The hyaluronic acid-gadolinium trioxide-nanoparticles prepared in this study are an effective radiosensitizer. The defects of vascular system and lymphatic drainage system in patients with NSCLC will lead to the gradual increase of endothelial gap and the increase of selective permeability of nanoparticles, which will produce high permeability effect. Due to the passive targeting effect of EGFR, nanomaterials with suitable sizes can aggregate in tumor sites, thus playing a role in the treatment of tumors. The particle size of hyaluronic acid-gadolinium trioxide-nanoparticles prepared in this experiment is about 124 nm and the size is uniform, so it can produce a strong high permeability effect and accumulate in the tumor site. Gd2O3 modified by hyaluronic acid has good water solubility and biocompatibility. It is necessary to detect the effect of hyaluronic acid-gadolinium trioxide-nanoparticles on cell activity and lung. Wang et al. (2019) [19] pointed out that nano materials between 100 and 200 nm are more likely to be ingested by solid tumors. In this study, it was found that 60 mg/L hyaluronic acid-gadolinium trioxide-nanoparticles had no significant effect on the cell activity of NSCLC cells, which was similar to the study of Song et al. (2020) [20]. In addition, hyaluronic acid-gadolinium trioxide-nanoparticles can significantly inhibit the proliferation of NSCLC cells under X-ray irradiation, which has a certain radiosensitization effect. Therefore, radiotherapy combined with hyaluronic acid-gadolinium trioxide-nanoparticles has a certain application prospect in the treatment of NSCLC.

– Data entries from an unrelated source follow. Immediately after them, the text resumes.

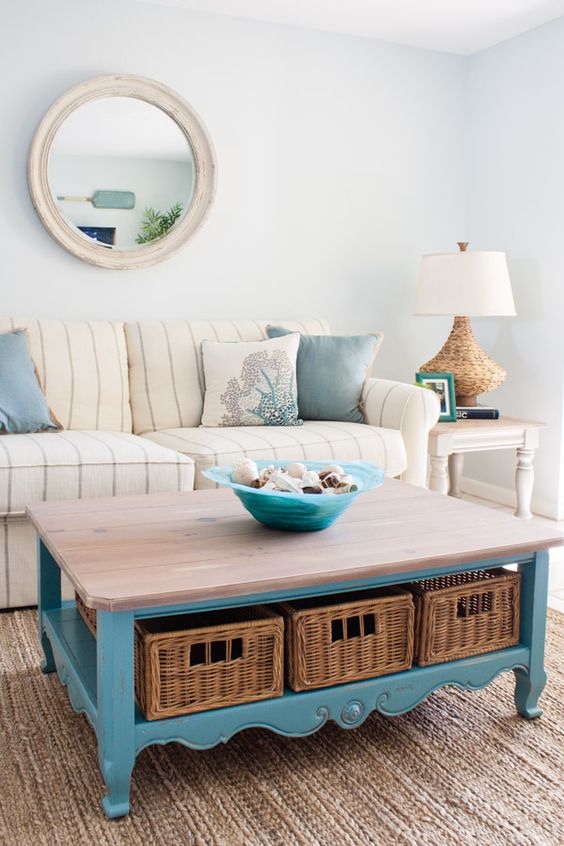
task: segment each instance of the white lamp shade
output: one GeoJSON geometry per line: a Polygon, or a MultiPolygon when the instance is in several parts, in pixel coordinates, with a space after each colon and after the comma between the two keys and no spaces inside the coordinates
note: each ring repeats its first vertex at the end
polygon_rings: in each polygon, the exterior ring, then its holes
{"type": "Polygon", "coordinates": [[[505,253],[423,256],[415,314],[515,315],[505,253]]]}

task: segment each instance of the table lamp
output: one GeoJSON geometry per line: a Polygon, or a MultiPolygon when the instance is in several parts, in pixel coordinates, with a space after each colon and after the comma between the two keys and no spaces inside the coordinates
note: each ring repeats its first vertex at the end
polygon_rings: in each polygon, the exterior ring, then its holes
{"type": "Polygon", "coordinates": [[[499,388],[506,371],[486,355],[474,333],[471,316],[515,316],[505,253],[467,252],[423,256],[415,314],[454,316],[452,330],[437,355],[419,369],[454,374],[456,404],[474,406],[478,394],[499,388]]]}

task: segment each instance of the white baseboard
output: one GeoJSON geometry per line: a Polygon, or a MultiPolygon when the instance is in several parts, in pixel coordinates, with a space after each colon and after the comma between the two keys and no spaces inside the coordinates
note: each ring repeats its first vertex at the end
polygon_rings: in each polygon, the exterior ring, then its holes
{"type": "MultiPolygon", "coordinates": [[[[502,488],[500,485],[491,485],[489,482],[464,477],[462,490],[470,496],[490,499],[492,502],[499,502],[500,505],[508,505],[510,508],[517,507],[517,495],[513,488],[502,488]]],[[[549,517],[551,520],[564,520],[564,512],[559,512],[558,504],[549,499],[533,495],[531,511],[541,517],[549,517]]]]}

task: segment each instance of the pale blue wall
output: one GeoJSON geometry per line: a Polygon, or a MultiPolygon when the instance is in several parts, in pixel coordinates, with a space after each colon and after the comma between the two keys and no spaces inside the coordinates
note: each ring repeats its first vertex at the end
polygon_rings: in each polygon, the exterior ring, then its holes
{"type": "Polygon", "coordinates": [[[384,329],[379,372],[413,378],[419,257],[463,229],[462,57],[125,0],[2,9],[2,311],[186,318],[321,314],[384,329]],[[28,144],[75,83],[171,86],[215,144],[218,193],[170,261],[107,271],[51,240],[27,193],[28,144]]]}
{"type": "MultiPolygon", "coordinates": [[[[467,61],[468,239],[507,252],[518,312],[476,321],[509,372],[489,399],[549,424],[535,495],[563,510],[564,18],[467,61]]],[[[497,455],[468,460],[467,475],[511,487],[513,457],[497,455]]]]}

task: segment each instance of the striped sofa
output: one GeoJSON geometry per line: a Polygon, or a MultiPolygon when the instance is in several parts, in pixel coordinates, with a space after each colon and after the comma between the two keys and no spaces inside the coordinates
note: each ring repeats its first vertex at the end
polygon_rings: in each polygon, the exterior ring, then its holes
{"type": "MultiPolygon", "coordinates": [[[[321,320],[285,322],[328,334],[321,320]]],[[[38,500],[188,491],[202,470],[243,456],[354,460],[424,485],[431,391],[381,379],[364,391],[367,423],[200,428],[201,341],[258,340],[265,321],[0,319],[28,330],[48,403],[63,431],[0,436],[0,608],[36,602],[35,534],[25,507],[38,500]]]]}

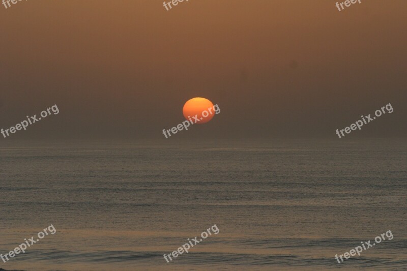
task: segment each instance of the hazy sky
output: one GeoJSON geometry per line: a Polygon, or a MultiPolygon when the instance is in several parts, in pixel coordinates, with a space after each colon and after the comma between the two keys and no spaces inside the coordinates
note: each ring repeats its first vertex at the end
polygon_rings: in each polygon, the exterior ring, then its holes
{"type": "MultiPolygon", "coordinates": [[[[221,109],[178,139],[407,135],[407,1],[28,0],[0,6],[0,128],[56,104],[4,140],[166,139],[182,106],[221,109]]],[[[338,139],[338,140],[339,140],[338,139]]]]}

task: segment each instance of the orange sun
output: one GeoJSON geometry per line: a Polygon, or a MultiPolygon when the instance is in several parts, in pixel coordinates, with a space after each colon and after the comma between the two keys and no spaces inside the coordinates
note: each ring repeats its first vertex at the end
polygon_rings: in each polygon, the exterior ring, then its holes
{"type": "Polygon", "coordinates": [[[194,117],[197,117],[199,121],[196,123],[202,124],[212,119],[215,110],[212,102],[204,98],[197,97],[188,100],[185,103],[182,113],[187,119],[191,118],[193,121],[194,117]]]}

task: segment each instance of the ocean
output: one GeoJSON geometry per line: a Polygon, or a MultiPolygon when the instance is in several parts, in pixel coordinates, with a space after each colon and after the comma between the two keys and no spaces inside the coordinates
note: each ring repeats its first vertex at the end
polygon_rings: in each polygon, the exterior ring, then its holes
{"type": "Polygon", "coordinates": [[[405,140],[5,142],[6,270],[407,270],[405,140]]]}

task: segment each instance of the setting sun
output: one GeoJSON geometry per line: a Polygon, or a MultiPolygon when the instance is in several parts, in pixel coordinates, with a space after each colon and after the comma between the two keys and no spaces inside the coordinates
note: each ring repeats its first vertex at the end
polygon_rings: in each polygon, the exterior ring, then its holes
{"type": "Polygon", "coordinates": [[[196,123],[205,123],[213,117],[214,105],[212,102],[207,99],[200,97],[194,98],[188,100],[185,103],[182,109],[182,112],[184,116],[187,119],[196,116],[200,120],[196,123]]]}

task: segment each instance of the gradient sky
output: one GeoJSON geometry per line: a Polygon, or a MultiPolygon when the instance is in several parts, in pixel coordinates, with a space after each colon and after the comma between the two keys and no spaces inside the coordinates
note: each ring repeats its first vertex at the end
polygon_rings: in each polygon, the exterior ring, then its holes
{"type": "MultiPolygon", "coordinates": [[[[175,135],[337,138],[407,135],[407,1],[62,0],[0,6],[0,128],[60,112],[4,140],[150,138],[184,121],[184,103],[218,104],[175,135]]],[[[165,141],[164,141],[165,142],[165,141]]]]}

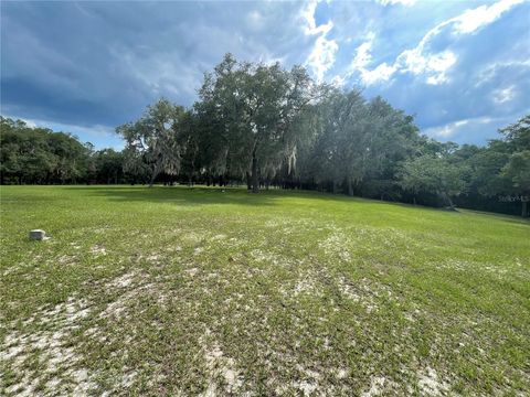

EGFR-TKI targeted drug therapy cannot coexist with surgical treatment. When EGFR gene mutation occurs in patients with advanced NSCLC, EGFR-TKI targeted drug therapy is the first-line standard treatment. EGFR belongs to the plasma membrane receptor tyrosine kinase family, which can regulate the proliferation and apoptosis of tumor cells. If EGFR is activated in tumor cells, it will lead to accelerated tumor proliferation and easy invasion and metastasis. About 85% of patients with NSCLC had high EGFR expression in lung adenocarcinoma and lung squamous cell carcinoma. Nowadays, the biggest problem facing oncology is that patients with NSCLC will have resistance to EGFR-TKI targeted drugs after EGFR mutation. In order to improve the clinical efficacy of EGFR-TKI targeted drugs, studies have proposed EGFR-TKI targeted combination therapy [21,22]. HA-Gd2O3-NPs is nontoxic in normal cells, but has obvious uptake behavior in drug-resistant cells, which improves the concentration of drugs in cells to a certain extent, enhances the cytotoxicity of drugs and improves the therapeutic effect. EGFR-TKI targeted combination therapy group is better than the control group, which may be related to the synergy between EGFR-TKI targeted drugs and combination therapy. The results showed that the total effective rate, 1-year survival rate, and progression-free survival in the EGFR-TKI combined group were better than those in the single control group. The levels of tumor markers CYFRA21-1 and NSE in the control group were significantly higher than those in the combined group (P < 0.05). The incidence of nausea and vomiting in the combined group was higher than that in the control group (P < 0.05). There was no significant difference in the incidence of other adverse reactions such as diarrhea, rash, liver function injury, and bone marrow suppression between the combined group and the control group (P > 0.05).

Conclusion

In this study, HA-Gd2O3-NPs were prepared and combined with epidermal growth factor receptor tyrosine kinase receptor inhibitor in the clinical treatment of NSCLC. EGFR-TKI targeted drugs combined with HA-Gd2O3-NPs can significantly improve the clinical efficacy and survival of patients with stage IV EGFR mutant NSCLC. The deficiency of this study is the small sample size. In the future, we need to expand the sample size and increase multi-center research to further verify the experimental conclusions, so as to provide more clinical treatment schemes for clinical treatment of NSCLC.